Higher education, for instance, can be a minefield of bluffs, double-crosses and corruption that make these reputable institutions seem like complete shysters.
With rising tuition fees and living costs at a premium, the increasing prevalence of education scams might make people want to sidestep universities altogether. However, there is still a broad range of trustworthy universities available, from Anglia Ruskin Distance Learning's exceptional curriculum to well-known Russell Group institutions.
Many scams have either been enacted on universities or inflicted on students. Here are a few of the most notorious ones.
Trump University was a for-profit organization run by the now-45th US President, Donald Trump, and his company, the Trump Organisation. It ran from 2005 until 2010 and claimed to provide real estate training programs for anyone who could stump up the cash.
By the time it had closed, it had accrued several class-action lawsuits against it. Students paid more than $20,000 to enroll, despite Trump University not even being a real educational institution. The promise was that students would learn entrepreneurial secrets from Donald Trump himself.
One of the many accusations against Trump during the lawsuits against him was that he encouraged students to enroll in increasingly expensive seminars to receive more 'information'. This was a scam that lost its many victims a lot of money.
2019 College Admissions Bribery Scandal
The 2019 college admissions bribery scandal was a plot by some wealthy people who attempted to influence undergraduate admissions at several top American universities. At least 51 people were implicated in the scandal, many of whom have pleaded guilty to the accusations.
Most notable in this scam is the number of A-list celebrities who were involved. One star was actor Felicity Huffman, who admitted to paying $15,000 to have her daughter's exams secretly corrected in 2017. She was sentenced to 14 days in prison, as well as 250 hours of community service and a $30,000 fine. The scandal has also pushed the issue of wealth privilege into the public arena, with pupils who played by the rules of admission denied access to universities in favour of those who had paid bribes.
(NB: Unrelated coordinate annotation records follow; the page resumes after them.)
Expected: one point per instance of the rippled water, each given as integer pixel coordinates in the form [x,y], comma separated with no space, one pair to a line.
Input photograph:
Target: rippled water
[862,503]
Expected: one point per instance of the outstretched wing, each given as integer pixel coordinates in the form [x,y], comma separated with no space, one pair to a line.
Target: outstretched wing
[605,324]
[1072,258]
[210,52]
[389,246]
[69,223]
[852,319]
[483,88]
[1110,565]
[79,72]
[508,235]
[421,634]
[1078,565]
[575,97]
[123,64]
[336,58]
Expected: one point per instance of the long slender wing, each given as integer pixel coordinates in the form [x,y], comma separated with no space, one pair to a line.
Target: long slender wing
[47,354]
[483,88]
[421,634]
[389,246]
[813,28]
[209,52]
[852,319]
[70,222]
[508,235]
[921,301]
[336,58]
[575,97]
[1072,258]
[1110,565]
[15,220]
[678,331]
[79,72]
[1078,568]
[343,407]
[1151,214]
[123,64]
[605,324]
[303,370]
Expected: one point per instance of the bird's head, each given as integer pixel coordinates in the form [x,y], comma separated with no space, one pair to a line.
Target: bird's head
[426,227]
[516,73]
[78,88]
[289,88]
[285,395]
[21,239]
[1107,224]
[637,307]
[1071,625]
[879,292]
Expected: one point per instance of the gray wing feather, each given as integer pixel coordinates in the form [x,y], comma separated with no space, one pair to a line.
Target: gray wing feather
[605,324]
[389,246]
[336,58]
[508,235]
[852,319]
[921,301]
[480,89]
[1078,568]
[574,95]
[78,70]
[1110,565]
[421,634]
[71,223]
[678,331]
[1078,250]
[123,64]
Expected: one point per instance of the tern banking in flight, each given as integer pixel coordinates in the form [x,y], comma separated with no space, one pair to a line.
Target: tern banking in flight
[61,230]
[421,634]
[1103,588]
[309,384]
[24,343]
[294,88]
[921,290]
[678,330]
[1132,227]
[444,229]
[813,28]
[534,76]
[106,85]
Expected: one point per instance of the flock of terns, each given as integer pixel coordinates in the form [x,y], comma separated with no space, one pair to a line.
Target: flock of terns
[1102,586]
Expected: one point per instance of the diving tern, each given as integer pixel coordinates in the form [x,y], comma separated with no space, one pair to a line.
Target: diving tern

Phishing scams are ten-a-penny online, but universities have been hit especially hard by them. Numerous fraudsters have been posing as university networks to lure students and staff members into handing over their private information. This trick has been working.
Many of these problems affect new students who are unused to the university's email system, and their lack of familiarity costs them money.
Thankfully, educational scams are the exception rather than the rule, but hopefully, this article has raised your awareness so that you spend your time and cash wisely.